Pero es esa «cabeza parda y lustrosa, la de una foca, allá adentro en el agua,
redonda», probablemente la de Malachi Mulligan (Má-la-chi Mú-lli-gan:
dác-ti-lo, dác-ti-lo), la que te sugiere la palabra que sintetiza todos tus
infortunios presentes: «Usurpador».
Episodio 2: Néstor
(GT: 150-213, 473-511)
¿Y cómo no
iba a acudir el prudente Telémaco a Pilos, donde reinaba el anciano Néstor,
domador de caballos, que había gobernado a tres generaciones, el que sobresalió
en todas las luchas, en todas las batallas, uno de los grandes protagonistas de
la historia, que, por eso, conocía bien?
¿Cómo no acudir a él, que vivía con sus hijos, entre
ellos Pisístrato, príncipe de hombres, de su misma edad, y que mostraría su
prudencia y equidad al ofrecerle antes la copa al acompañante de Telémaco por
ser mayor?
¿Cómo no acudir al sabio anciano para que le dijera
qué noticias tenía de su padre, si estaba vivo y de vuelta a casa, o si estaba
muerto y cómo fue su muerte?
Sin embargo, Ulises se hallaba perdido en la
historia de los veinte años que llevaba lejos de su hijo, en la de los dos
lustros transcurridos desde que los aqueos vencieran a los troyanos tras una
guerra larga y cruenta por causa de Helena, en ese eterno vagar por aguas y
tierras extrañas, cuajadas de mil y un peligros, empeñado, como andaba, en
regresar a Ítaca, su patria y su reino, donde lo esperaba también la paciente y
discreta Penélope.
Por eso,
Stephen Dedalus, afirmas que «la historia es una pesadilla de la que intento
despertar», y lo haces frente al intolerante Mr.
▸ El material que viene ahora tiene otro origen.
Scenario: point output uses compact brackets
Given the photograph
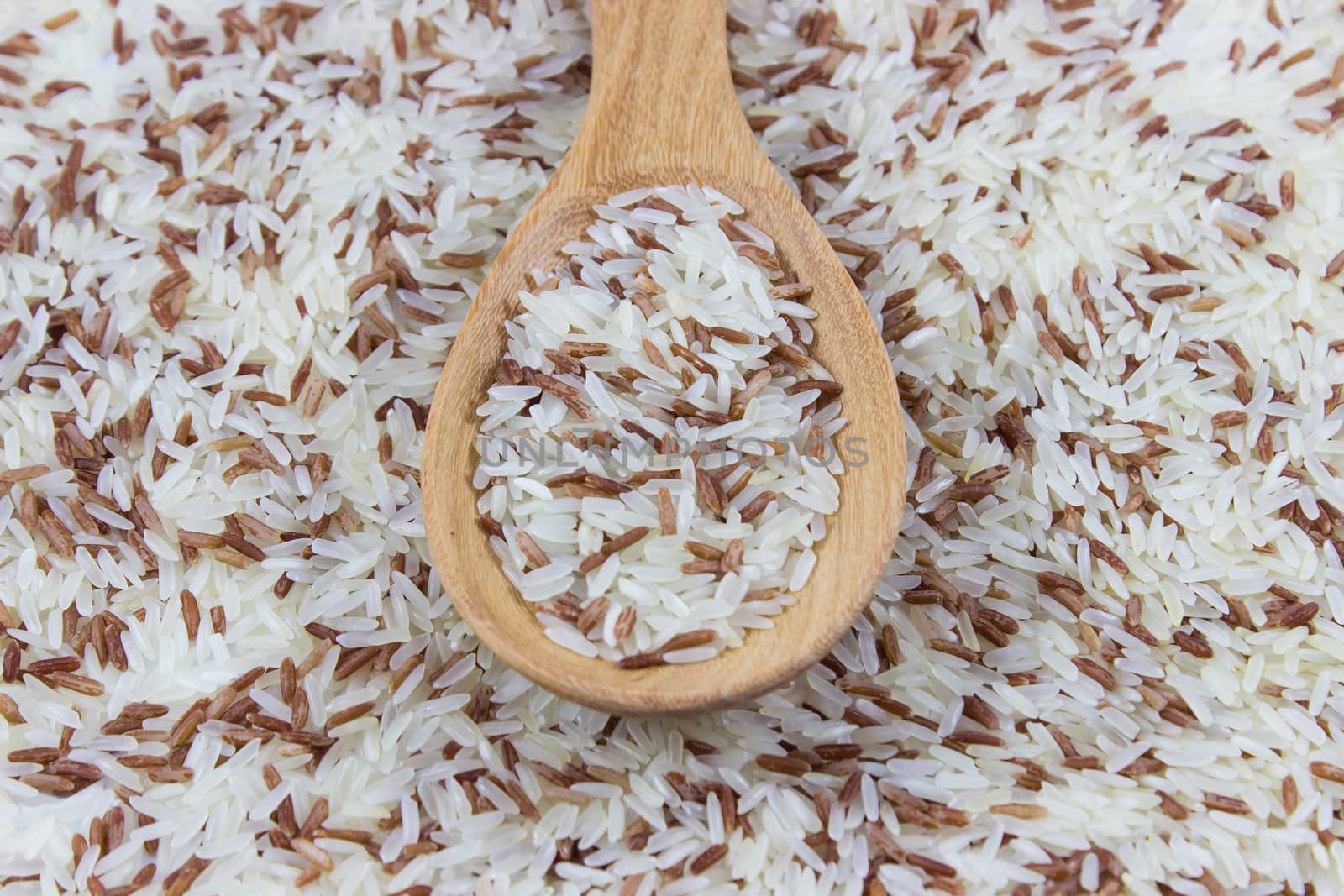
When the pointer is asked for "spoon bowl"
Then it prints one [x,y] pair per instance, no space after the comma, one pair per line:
[663,112]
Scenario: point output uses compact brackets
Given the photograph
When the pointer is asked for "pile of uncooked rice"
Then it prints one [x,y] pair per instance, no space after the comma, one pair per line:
[1104,242]
[659,380]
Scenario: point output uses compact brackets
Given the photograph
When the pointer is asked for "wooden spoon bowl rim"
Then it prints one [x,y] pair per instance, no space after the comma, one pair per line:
[850,559]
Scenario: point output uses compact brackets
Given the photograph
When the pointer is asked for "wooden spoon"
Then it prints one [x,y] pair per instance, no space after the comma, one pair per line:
[663,112]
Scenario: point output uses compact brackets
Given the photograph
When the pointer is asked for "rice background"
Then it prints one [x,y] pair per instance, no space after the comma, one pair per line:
[1115,669]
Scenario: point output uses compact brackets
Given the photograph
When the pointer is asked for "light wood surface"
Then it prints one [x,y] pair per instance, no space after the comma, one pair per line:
[663,112]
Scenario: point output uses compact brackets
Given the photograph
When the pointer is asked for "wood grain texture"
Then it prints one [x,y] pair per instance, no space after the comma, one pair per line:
[663,112]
Deasy, que sabe tanta historia
como Néstor, historia de la Grecia antigua, de cuando «por una mujer que no era más que una mujer, Helena, la esposa fugada
de Menelao, durante diez años los
griegos hicieron la guerra a Troya», y de la Irlanda medieval, y de la Irlanda
más reciente, pero que está convencido de que «toda la historia humana se
dirige hacia una gran meta, la manifestación de Dios», mientras que para ti
Dios no parece sino el grito de un niño en la calle, o el de la esposa de Mr.
Deasy, en quien seguramente él piensa cuando culpa a la mujer de introducir el
pecado en el mundo.
Pero
tú no has acudido ante el misógino y antisemita Mr. Deasy cerca de las diez de
la mañana para que te hable de historia, aunque él lo hace, ni para preguntarle
por el paradero de tu padre, no; tú has ido a él porque dirige el colegio,
¡cual domador de caballos!, en el que impartes tus clases de historia y
literatura, y en el que, a veces, como ahora, debes atender a algún alumno más
retrasado, por ejemplo a Sargent, quien, con la discreción de un Pisístrato, te
pide ayuda para resolver los problemas de aritmética que aún no comprende,
aunque lo haya intentado antes con Mr. Deasy, por ser mayor que tú y poseer
presuntamente más conocimientos, y que te recuerda, este Sargent, a ti cuando
tenías su edad; dirige el colegio, pues, Mr. Deasy y de él esperas que te pague
tu salario.
Te lo
paga, claro está, y luego, emulando malamente al Néstor de Homero porque
también ha visto tres generaciones, te larga consejos sin medida sobre historia
y sobre el ahorro, y también te endilga un artículo acerca de la fiebre aftosa
para que, a través de tus amigos, intentes publicárselo en algún periódico.